De todo árbol del huerto podrás comer.
Esto suponía no sólo una asignación de libertad, sino, además un seguro de vida para él, de "vida inmortal", "bajo" condición de obedecer.
Bajo condición de perfecta, personal y perpetua obediencia, Adán tenía asegurado el paraíso para sí y para sus herederos para siempre.
Se le impone una prueba de obediencia, bajo pena de perder toda su felicidad: Has de saber, Adán, que ahora depende de tu buena conducta, estás puesto "en el paraíso a prueba"; sé obediente "y estás hecho para la eternidad"; de lo contrario, serás tan miserable como feliz eres ahora.
Adán es amenazado con la muerte en caso de desobediencia.
Incluso Adán en su estado de inocencia, fue aterrorizado con una amenaza.
La pena intimada es la muerte.
Esta amenaza se cumplirá como consecuencia inmediata del pecado.
Adán fue probado con una ley positiva a no comer del fruto del árbol de la ciencia.
Porque la razón de ello está derivada puramente de la voluntad del Legislador.

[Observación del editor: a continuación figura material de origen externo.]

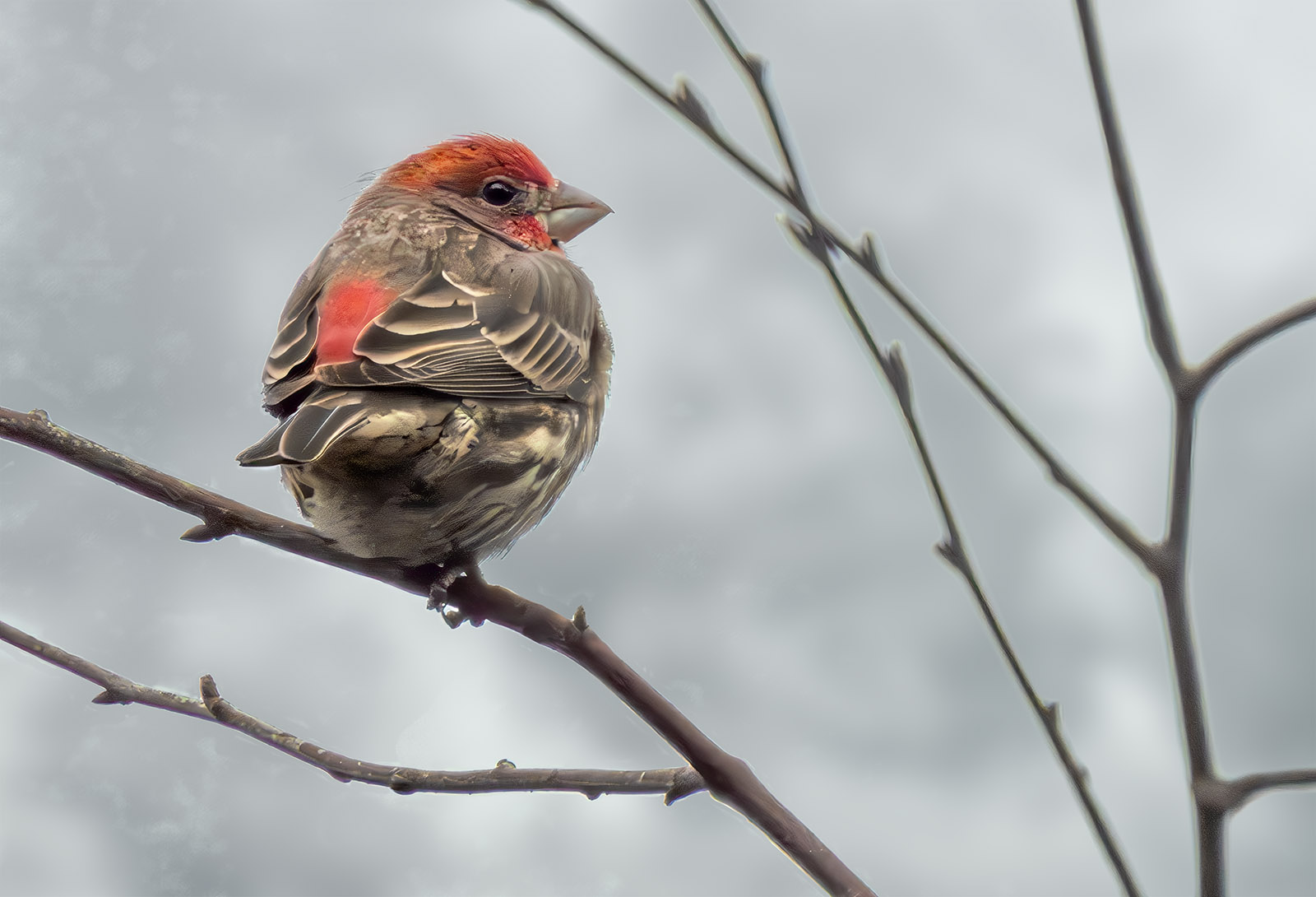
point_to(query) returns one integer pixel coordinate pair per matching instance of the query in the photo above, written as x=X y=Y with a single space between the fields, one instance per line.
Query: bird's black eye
x=499 y=193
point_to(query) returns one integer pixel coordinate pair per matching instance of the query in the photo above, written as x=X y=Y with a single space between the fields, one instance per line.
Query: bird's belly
x=443 y=481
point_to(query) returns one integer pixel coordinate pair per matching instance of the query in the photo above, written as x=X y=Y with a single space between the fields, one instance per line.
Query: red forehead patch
x=465 y=162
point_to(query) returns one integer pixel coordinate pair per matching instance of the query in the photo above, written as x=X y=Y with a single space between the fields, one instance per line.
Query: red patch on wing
x=345 y=309
x=465 y=162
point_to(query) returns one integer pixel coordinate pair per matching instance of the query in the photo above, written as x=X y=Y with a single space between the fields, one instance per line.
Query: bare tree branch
x=956 y=554
x=1228 y=796
x=1165 y=559
x=673 y=784
x=897 y=375
x=727 y=778
x=865 y=254
x=1156 y=314
x=1204 y=374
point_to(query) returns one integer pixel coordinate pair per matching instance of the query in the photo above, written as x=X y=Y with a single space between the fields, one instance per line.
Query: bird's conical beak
x=572 y=212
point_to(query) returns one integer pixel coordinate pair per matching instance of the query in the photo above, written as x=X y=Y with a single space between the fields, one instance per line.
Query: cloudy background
x=753 y=532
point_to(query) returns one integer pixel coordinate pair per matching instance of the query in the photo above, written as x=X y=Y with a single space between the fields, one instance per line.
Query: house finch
x=440 y=370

Adán tenía en su naturaleza un rechazo contra lo que era malo en sí mismo y por ello, fue probado en algo que era malo sólo por estar prohibido.
Porque el freno para abstenerse de ello está situado en los deseos de la carne y en los de la mente, que en la "naturaleza corrupta del hombre, son los dos grandes fuentes del pecado."
Esta prohibición tendría a comprobar tanto su apetito hacia los deleites sensibles como su curiosidad ambiciosa de saber, para que su cuerpo fuese gobernado por su alma y su alma por su Dios.